Successful Food Convoy and Solidarity action in Beit Umar

 

Bryan Atinsky, Indymedia Israel Correspondent

 

TEL-AVIV: Today  (Dec. 29, 2001), approximately 350 Israeli solidarity demonstrators (along with an international contingent of French, Americans, and others) brought over 10 tons of food-staples and clothing to the Palestinian city of Beit Umar, near Hebron.  A convoy of 99 cars and trucks drove from Jerusalem, through several Israeli Army checkpoints, for reasons of humanitarian assistance and to show solidarity with the residents of the city of Beit Umar.  As stated by Ta'ayush Arab-Jewish Partnership, the activity's sponsoring organization:

 

"The village of Beit Umar lies on the main road between Bethlehem and Hebron, 25 minutes south of Jerusalem. It has 12,000 residents of whom 4,600 are school-age children. Beit Umar has suffered repeated harassment from the Israeli military and since the second Intifada began over a year ago, the main entrance to the village has been closed, forcing its residents to use back roads, which are also frequently closed by the military."

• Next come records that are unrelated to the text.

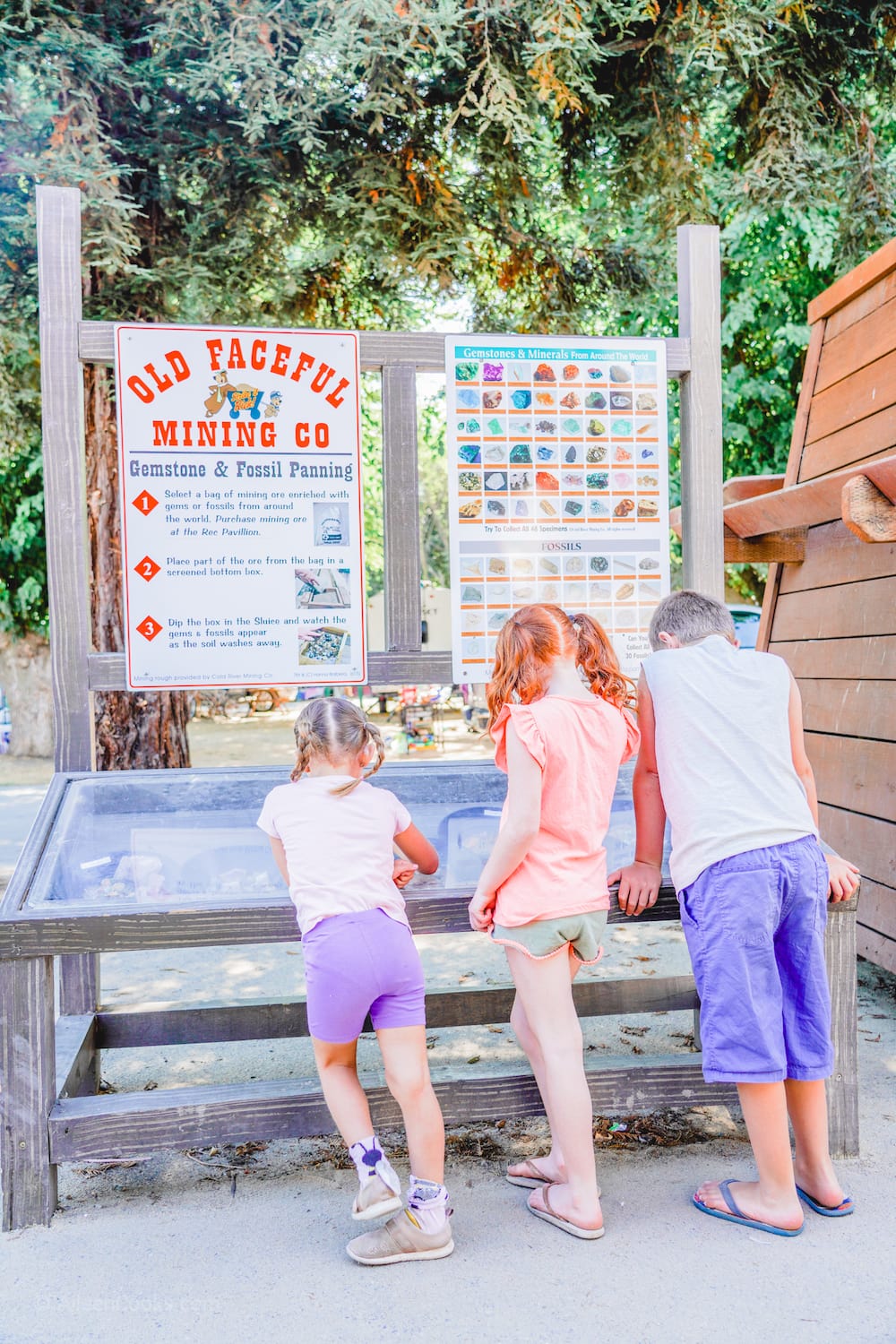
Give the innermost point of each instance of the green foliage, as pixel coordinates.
(367, 163)
(23, 562)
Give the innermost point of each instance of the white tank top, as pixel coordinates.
(723, 753)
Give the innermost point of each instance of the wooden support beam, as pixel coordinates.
(419, 349)
(140, 1124)
(77, 1058)
(842, 1085)
(700, 322)
(853, 282)
(748, 487)
(788, 547)
(809, 503)
(29, 1077)
(211, 925)
(866, 511)
(288, 1018)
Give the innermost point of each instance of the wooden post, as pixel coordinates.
(700, 322)
(29, 1078)
(62, 397)
(401, 510)
(842, 1085)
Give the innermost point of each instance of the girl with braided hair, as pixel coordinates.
(562, 728)
(333, 836)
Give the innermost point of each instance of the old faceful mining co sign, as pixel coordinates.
(242, 542)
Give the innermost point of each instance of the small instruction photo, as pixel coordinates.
(331, 524)
(324, 644)
(323, 588)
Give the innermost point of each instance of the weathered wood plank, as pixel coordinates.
(869, 438)
(62, 394)
(855, 773)
(16, 892)
(866, 340)
(64, 476)
(842, 1086)
(108, 669)
(853, 398)
(419, 349)
(401, 511)
(877, 909)
(791, 472)
(139, 1124)
(210, 926)
(866, 841)
(444, 1008)
(853, 282)
(29, 1074)
(869, 656)
(77, 1058)
(807, 503)
(699, 320)
(833, 556)
(842, 610)
(876, 946)
(850, 709)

"Beit Umar's economic crisis stems from the closure and Israel's economic strangulation of the occupied territories. Unemployment is soaring and currently ranges between 60 to 80 percent. The majority of wage earners who used to work in Israel are currently prohibited from entering the country, while those who were employed in local workshops have been laid off due to the economic depression. The residents who make their living from agriculture have been equally hurt due to the military siege, which has prevented them from marketing their produce in Israel. This summer, families watched as their grapes and plums went unpicked, and many months of work and investment went down the drain. According to discussions held this week with Beit Umar's council and charity organizations, there are well over 250 families who literally cannot make ends meet."

 

Beit Umar has been literally blocked off from the rest of the occupied West Bank by means of a large mound of dirt a couple of meters high, which surrounds the entire city, including the main road. The only way possible for residents to normally get in or out of the city (when there isn't a curfew) is by foot, crawling over the wall.  In order to get the food into the city today, the trucks holding the food and clothing had to be unloaded on one side of the mound, and transferred hand to hand by a large chain of people across to the other side, reloading the food into trucks waiting on the Beit Umar side of the mound. 

 

After all of the goods were transferred, the hundreds of visitors crossed over into Beit Umar, walked through the city to a large meeting hall, where a joint solidarity gathering between representatives of Beit Umar and the visitors took place.